I = gdalread("SENTINEL2_L1C:C:\\v\\S2A_MSIL1C_20151129T111422_N0204_R137_T29SPB_20151129T111510/MTD_MSIL1C.xml:TCI:EPSG_32629")
A GMTimage object with 3 bands of type UInt8
        B4, central wavelength 665 nm
        B3, central wavelength 560 nm
        B2, central wavelength 490 nm
Pixel node registration used
x_min: 600000.0 x_max :709800.0 x_inc :10.0     n_columns :10980
y_min: 4.0902e6 y_max :4.2e6    y_inc :10.0     n_rows :10980
z_min: 0.0      z_max :255.0
Mem layout:     TRBa
PROJ: +proj=utm +zone=29 +datum=WGS84 +units=m +no_defs

Already tried this but at least for my dataset this is not working, AG.metadata(ds, domain="SUBDATASETS") returns String[]. No idea what I am doing wrong.

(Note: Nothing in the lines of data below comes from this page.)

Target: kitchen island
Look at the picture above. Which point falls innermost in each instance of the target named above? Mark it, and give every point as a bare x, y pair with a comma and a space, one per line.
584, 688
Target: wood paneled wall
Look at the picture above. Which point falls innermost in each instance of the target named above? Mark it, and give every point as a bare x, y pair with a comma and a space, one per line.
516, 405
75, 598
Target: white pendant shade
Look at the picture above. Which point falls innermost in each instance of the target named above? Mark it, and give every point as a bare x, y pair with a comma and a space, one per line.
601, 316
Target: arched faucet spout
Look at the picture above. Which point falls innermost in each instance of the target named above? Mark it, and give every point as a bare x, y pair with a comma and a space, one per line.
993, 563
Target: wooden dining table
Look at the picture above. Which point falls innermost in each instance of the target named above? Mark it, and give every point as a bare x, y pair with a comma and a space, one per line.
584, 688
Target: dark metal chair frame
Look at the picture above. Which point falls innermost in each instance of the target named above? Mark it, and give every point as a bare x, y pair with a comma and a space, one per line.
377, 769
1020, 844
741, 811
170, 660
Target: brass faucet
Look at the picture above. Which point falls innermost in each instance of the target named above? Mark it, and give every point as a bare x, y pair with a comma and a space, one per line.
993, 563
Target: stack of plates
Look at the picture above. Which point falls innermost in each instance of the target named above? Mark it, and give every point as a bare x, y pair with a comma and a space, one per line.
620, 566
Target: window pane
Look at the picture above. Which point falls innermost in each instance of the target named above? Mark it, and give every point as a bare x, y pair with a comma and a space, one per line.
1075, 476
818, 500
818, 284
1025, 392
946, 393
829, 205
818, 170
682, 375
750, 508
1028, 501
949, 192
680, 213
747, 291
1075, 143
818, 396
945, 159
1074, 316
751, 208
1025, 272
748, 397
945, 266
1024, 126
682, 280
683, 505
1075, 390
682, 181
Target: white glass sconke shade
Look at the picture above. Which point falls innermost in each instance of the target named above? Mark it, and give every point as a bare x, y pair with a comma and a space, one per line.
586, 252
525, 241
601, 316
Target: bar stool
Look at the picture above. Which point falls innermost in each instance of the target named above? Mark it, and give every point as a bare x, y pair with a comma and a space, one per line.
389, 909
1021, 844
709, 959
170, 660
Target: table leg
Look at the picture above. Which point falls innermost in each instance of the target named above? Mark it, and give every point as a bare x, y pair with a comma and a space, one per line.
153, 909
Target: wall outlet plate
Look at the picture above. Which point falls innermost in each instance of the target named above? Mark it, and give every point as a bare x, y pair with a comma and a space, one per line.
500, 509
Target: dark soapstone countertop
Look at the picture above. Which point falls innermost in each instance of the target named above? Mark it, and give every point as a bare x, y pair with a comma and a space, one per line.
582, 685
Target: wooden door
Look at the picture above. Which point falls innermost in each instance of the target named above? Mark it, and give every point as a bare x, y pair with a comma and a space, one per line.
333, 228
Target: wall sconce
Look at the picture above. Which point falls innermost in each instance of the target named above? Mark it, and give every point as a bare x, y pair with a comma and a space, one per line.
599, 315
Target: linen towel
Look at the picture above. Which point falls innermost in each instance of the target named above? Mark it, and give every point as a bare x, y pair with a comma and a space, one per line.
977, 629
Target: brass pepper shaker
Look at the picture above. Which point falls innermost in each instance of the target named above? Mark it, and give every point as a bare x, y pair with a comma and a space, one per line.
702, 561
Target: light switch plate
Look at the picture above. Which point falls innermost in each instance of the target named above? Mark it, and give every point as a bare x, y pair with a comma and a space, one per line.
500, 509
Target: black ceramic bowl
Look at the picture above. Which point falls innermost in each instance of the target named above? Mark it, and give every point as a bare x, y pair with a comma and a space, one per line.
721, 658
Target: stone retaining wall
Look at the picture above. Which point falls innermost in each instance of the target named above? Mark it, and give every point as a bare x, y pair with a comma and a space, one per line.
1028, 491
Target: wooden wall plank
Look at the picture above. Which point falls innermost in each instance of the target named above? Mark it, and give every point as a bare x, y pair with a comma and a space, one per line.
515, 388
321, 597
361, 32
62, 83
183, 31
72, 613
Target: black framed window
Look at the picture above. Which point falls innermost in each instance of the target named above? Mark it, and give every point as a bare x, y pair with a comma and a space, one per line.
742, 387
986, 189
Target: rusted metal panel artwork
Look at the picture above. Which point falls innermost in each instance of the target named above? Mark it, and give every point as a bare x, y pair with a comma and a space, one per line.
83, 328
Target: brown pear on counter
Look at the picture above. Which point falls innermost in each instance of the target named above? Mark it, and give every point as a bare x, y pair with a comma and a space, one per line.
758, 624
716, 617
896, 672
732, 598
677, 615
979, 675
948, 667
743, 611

Ok, got it. For my file the metadata domains were named differently

AG.metadatadomainlist(ds)
2-element Vector{String}:
 ""
 "DERIVED_SUBDATASETS"

So when you prepare a PR for ArchGDAL it would be great if the convenience function would programmatically check metadata domains and also query DERIVED_SUBDATASETS if necessary.

@fabiangans thanks for the heads up. Does the metadata in that domain still present itself as

SUBDATASET_1_NAME=blahblah
SUBDATASET_1_DESC=blahblah

or does it have different key names?

Actually this is not an issue anymore. I got a bit confused and requested subdatasets of a subdataset, which returned this metadata domain. So for my use cases, listing only SUBDATASETS would be sufficient and a big step forward.